Выбрать главу

Юрий Давыдов

НИКТО НЕ УЗНАЕТ НАШИХ ИМЕН

1.  Скандал в благородном семействе

Некое «неустановленное лицо» — есть такая интри­гующая пометка на архивных документах — записало со слов генерал-адъютанта Рылеева:

«Государь сказывал, что мать будущей Юрьевской вышла к нему на одной из станций южных дорог и стала жаловаться на свое расстроенное состояние, прибавляя, что у нее в Петербурге, в Смольном, дочь, которая останется бесприданницей. «Окажите, ваше величество, ей милость!..» Государь говорил, что он давно забыл об этом и вспомнил только при каком-то посещении Смольного института. Она ему сразу понравилась, и при дальнейшем посещении он заключил, что она его полюбила. «Но клянусь, что я не касался до нее до тех пор, пока доктора не предъявили мне, что она зачахнет от любви».

А.  М. Рылееву можно, пожалуй, верить. Труднее верить ссылке Александра II на диагноз медиков. Не станем томить читателя: «будущая Юрьевская» не зачахла.

Ее звали Екатериной. Урожденная Долгорукая, она — находка для беллетриста, склонного описывать альковные приключения. Такой бел­летрист волен черпать полные, хотя и мутные, пригоршни из книжки, посвященной любви могущественного монарха и княжны-бесприданни­цы, написанной на досуге Морисом Палеологом, тем самым Палеологом, который представлял Францию при последнем Романове.

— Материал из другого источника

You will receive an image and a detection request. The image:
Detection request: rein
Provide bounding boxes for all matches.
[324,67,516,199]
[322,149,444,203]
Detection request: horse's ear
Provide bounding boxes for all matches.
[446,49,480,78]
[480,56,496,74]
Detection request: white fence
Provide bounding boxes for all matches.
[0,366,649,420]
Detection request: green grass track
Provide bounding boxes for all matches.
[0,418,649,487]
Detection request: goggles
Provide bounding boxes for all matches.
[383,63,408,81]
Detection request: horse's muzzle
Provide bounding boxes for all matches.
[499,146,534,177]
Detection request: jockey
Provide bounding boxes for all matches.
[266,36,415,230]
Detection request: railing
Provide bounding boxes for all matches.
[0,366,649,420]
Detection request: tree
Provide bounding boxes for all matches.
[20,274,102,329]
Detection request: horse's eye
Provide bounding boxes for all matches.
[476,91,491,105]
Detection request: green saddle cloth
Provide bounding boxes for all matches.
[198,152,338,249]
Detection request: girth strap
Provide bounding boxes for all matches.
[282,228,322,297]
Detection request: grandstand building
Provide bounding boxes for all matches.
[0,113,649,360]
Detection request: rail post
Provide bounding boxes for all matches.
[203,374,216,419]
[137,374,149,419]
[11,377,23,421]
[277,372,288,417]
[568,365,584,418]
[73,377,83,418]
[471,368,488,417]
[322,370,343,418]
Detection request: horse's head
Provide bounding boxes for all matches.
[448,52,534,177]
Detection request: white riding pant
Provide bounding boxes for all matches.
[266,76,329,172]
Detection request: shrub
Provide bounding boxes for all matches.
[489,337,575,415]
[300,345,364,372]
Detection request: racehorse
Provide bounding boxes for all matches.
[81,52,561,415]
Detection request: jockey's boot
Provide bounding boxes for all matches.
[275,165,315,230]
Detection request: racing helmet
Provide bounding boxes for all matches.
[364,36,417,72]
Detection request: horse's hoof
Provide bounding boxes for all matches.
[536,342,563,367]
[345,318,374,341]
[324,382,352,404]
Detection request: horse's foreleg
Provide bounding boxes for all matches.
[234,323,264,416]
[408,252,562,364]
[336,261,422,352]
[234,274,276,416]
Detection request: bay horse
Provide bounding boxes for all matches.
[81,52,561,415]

Задолго до рождения Долгорукой пятикратные пушечные выстрелы Петропавловской крепости возвестили бракосочетание великого князя Александра с принцессой Марией Гессен-Дармштадтской. Певчие при­дворной церкви запели «Господи, силою твоею возвеселится царь», и Николай I повел к аналою «высокобрачующихся».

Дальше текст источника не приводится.